3 Sebab Indeks Persepsi Korupsi Indonesia Selalu Rendah
Utama

3 Sebab Indeks Persepsi Korupsi Indonesia Selalu Rendah

Meliputi pertumbuhan ekonomi yang tidak dibarengi pemerataan ekonomi, korupsi politik masih marak, dan penegakan hukum anti korupsi belum efektif.

Ady Thea DA
Bacaan 4 Menit
Diskusi yang diselenggaraan Hukmonline bertema Strategi Pemberantasan Korupsi Berbasis Pada Identifikasi Problem Korupsi yang Dipetakan Terhadap UU Tipikor Sebagai Instrumen Hukumnya, Selasa (18/04/2023). Foto: Ady
Diskusi yang diselenggaraan Hukmonline bertema Strategi Pemberantasan Korupsi Berbasis Pada Identifikasi Problem Korupsi yang Dipetakan Terhadap UU Tipikor Sebagai Instrumen Hukumnya, Selasa (18/04/2023). Foto: Ady

Transparency International (TII) telah merilis hasil Corruption Perception Index (CPI) tahun 2022 pada awal 2023 lalu. Indeks tersebut mengukur persepsi korupsi sektor publik dari skala nol (sangat korup) sampai skala 100 (sangat bersih) di 180 negara. Indeks Korupsi Indonesia (IPK) tahun 2022 terpuruk dengan skor 34, turun 4 poin dari tahun 2021. Turunnya indeks korupsi itu membuat Indonesia merosot ke peringkat 110 dari 180 negara yang disurvei.

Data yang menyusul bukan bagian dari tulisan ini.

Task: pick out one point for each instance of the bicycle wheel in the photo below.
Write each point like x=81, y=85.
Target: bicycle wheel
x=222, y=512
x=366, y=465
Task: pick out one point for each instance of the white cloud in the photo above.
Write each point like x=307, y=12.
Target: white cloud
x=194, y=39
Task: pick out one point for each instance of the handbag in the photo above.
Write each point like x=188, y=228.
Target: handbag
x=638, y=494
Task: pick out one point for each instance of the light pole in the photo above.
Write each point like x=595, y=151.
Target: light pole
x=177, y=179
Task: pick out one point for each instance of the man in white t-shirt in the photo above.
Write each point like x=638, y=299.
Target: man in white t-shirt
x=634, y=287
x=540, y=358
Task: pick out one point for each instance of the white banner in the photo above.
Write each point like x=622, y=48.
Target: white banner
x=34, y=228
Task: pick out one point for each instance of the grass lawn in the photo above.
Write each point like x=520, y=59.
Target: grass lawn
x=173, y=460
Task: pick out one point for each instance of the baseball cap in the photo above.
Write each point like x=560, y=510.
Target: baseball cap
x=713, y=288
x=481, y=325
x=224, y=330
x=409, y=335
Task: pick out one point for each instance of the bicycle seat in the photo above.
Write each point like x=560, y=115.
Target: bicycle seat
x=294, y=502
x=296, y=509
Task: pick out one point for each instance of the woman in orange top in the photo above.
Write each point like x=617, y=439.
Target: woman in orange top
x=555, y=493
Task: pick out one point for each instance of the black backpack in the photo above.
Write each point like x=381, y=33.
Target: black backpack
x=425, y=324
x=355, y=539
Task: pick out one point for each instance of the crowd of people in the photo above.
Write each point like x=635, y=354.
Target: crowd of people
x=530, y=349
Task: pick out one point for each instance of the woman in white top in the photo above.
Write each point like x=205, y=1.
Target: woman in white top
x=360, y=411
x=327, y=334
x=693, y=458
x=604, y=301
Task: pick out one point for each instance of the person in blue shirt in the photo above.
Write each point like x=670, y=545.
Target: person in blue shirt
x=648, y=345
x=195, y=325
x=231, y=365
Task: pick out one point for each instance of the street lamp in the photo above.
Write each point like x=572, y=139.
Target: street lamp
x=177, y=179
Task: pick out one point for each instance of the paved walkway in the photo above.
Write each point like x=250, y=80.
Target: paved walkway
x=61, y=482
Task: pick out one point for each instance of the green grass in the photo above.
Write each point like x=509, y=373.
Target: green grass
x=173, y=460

Deputi Sekretaris Jenderal (Sekjen) TII Wawan Heru Suyatmiko, mengatakan penurunan IPK tahun 2022 tergolong sangat drastis sejak 1995. Hasil CPI tahun 2022 itu membuat posisi Indonesia bertengger di peringkat 7 dari 11 negara di Asia Tenggara. Posisi Indonesia jauh di bawah Singapura, Malaysia, Timor Leste, Vietnam, dan Thailand.

Untuk memberantas korupsi, Wawan menyebut yang dibutukan tak hanya memperbaiki sistem tapi faktor kepemimpinan juga penting. Skor CPI tertinggi yang pernah dicapai Indonesia yakni 40 pada tahun 2019. Tapi ditahun yang sama dilakukan revisi UU KPK yang membuat KPK bukan lagi lembaga independen tapi sebagai bagian dari pemerintah seperti Polisi dan kejaksaan.

“Faktanya sejak UU KPK direvisi skor CPI periode 2019-2020 turun 3 poin, jika dibandingkan CPI tahun 2019 dengan tahun 2022 turun 6 poin,” kata Wawan dalam diskusi yang diselenggarakan hukumonline bertema ‘Strategi Pemberantasan Korupsi Berbasis Pada Identifikasi Problem Korupsi yang Dipetakan Terhadap UU Tipikor Sebagai Instrumen Hukumnya’, Selasa (18/04/2023).

Baca juga:

Wawan mencatat CPI Indonesia selama 10 tahun terakhir berada di skor rendah sekitar 30. Sedikitnya ada 3 hal yang menyebabkan Indonesia selalu mendapat skor CPI rendah. Pertama, indikator ekonomi mengalami tantangan besar antara progresifitas perusahaan dalam menerapkan sistem anti korupsi dengan kebijakan negara yang melonggarkan kemudahan berinvestasi.

Wawan mengingatkan pemberantasan korupsi tak melulu soal pertumbuhan ekonomi, kemudahan berusaha dan investasi saja tapi juga penting pemerataan ekonomi. Sayangnya, pertumbuhan ekonomi yang terjadi tidak diiringi dengan mengecilnya koefisien gini. Nah, koefisien gini merupakan metode penghitungan terkait distribusi pendapatan atau, bila perlu, kekayaan seluruh populasi sebuah negara.

Kedua, indikator politik tidak terjadi perubahan signifikan. Wawan menjelaskan hal itu dilihat dari korupsi politik masih marak ditemukan. Jenis korupsi suap, gratifikasi sampai konflik kepentingan antara politisi, pejabat publik, dan pelaku usaha masih lazim terjadi. Politik uang yang masih marak jelang perhelatan pemilu ikut memicu terjadinya korupsi politik.